Her starfish hands now dwarf mine completely. Mine show the years on them now, old lady hands I used to call them when I didn’t have any! They have been busy hands, They have baked birthday cakes and written letters to school, they have rubbed shoulders and smacked bottoms and tickled ribs and tied hair back, changed diapers, wiped bottoms, , handed over car keys, handed over hot dog money and bigger bucks than that, they have dried tears, too often my own, and they have held my grandchildren, sadly, for not long enough.
There are empty seats at my dinner table now, ones that may not be filled again, but I still feel her grace surrounding me. I have risen above the piercing arrow of loss and realize just how small my life would have been without her. I have tried not to let the joy she gave me when she was nearby diminish because she has left me, and however long that may be, it will always have been too long with too many moments lost in time.
We were a family, a mother and daughter and we are still a family, we are all one in this world, each carrying our own losses and heartaches. Her journey with me will never end. There is an empty chair but also a beautiful spirit left in her wake.
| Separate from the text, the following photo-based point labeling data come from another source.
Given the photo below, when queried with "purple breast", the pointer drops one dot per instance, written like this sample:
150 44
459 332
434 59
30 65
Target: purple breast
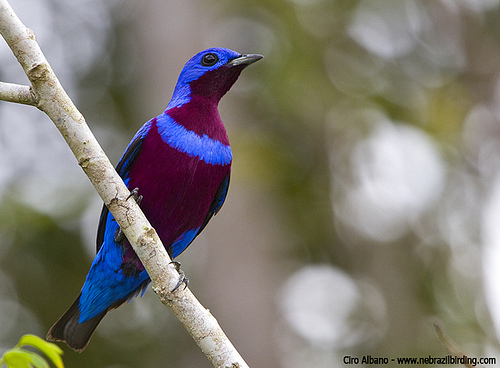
177 189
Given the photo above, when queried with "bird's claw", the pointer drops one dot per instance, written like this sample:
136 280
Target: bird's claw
182 277
134 193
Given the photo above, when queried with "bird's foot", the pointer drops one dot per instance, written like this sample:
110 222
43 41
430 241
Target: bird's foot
134 193
182 277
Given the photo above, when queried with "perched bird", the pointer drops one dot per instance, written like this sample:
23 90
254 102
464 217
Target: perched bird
180 163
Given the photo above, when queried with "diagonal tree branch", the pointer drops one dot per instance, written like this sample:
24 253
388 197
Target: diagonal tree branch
16 93
47 94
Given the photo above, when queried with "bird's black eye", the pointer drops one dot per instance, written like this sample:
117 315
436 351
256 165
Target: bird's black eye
209 59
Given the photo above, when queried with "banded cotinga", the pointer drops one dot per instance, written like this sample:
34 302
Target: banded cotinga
180 161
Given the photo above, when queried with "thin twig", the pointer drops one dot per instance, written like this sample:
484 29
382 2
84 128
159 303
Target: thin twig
17 93
51 98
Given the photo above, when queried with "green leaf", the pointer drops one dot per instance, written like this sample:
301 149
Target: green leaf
52 351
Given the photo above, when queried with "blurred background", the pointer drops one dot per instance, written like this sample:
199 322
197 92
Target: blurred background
364 204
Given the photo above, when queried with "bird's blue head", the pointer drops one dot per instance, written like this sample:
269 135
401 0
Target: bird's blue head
210 74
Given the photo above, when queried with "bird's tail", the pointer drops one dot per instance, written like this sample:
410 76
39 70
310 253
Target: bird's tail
71 331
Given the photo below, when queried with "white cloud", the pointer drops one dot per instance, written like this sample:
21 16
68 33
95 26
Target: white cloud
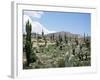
36 14
36 26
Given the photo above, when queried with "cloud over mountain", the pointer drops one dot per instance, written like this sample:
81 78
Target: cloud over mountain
36 26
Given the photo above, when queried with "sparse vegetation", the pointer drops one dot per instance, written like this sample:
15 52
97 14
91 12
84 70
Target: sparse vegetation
55 51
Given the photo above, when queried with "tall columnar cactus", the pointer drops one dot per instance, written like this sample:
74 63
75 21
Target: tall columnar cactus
28 46
84 37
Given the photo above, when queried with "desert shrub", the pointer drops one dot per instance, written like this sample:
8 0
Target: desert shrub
61 63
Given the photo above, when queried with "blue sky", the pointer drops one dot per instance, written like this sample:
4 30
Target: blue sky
78 23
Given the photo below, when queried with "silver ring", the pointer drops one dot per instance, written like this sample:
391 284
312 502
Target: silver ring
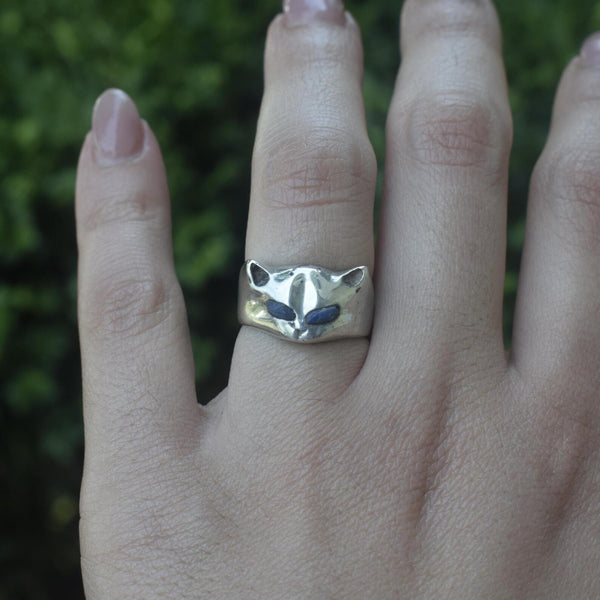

I often go over and over in my head the last time I saw her and spoke to her and what I could have done to alter the outcome. It has taken time, meditation, therapy and prayer to get where I am today, knowing that guilt is defined as intent to harm and no mother has the intent to harm her child. To leave was her choice, to give her life was mine, I was the instrument in her journey here. My grandchildren may not know me but their heart beats because of me. The reality is this is not about me wanting her to stay but honoring her choice to decide to leave and her choice to not give her children a part of me. She is their mother. I am not.
I have learned from these challenges, disturbing and painful, these losses that never occurred even in my wildest dreams. The dark hollow in my chest has healed. My pain is no longer a prison cell surrounding me so tightly that it literally made it hard to breathe. While I was trying to make sense of it all and wondering if I could go on, something was happening.
The bond I had with her strengthened in its own right.
Some of my children, who I always forgave, accepted, and loved them for their flaws, in the end could not accept mine.
And for some reason I do not understand and also do not give much thought to anymore, two of the three have left little to nothing in my heart and memory.
But standing sentry by my side is her spirit, the one she left behind in my memory. Her spirit surrounds me with a powerful grace. connecting us as if she is still in the womb, as if she is still curled into me as I rock, and rock, and rock her, and make promises I meant with all my heart.
Thirty years ago she came into my life, fast, like a bullet.
Three years ago she left my life, just as quickly, more silently, more painful than any labour.
But forever, back on the day she was born and through to the day I die, I will always be her mother in increasingly profound ways.
Even if eternity never sends her home to me.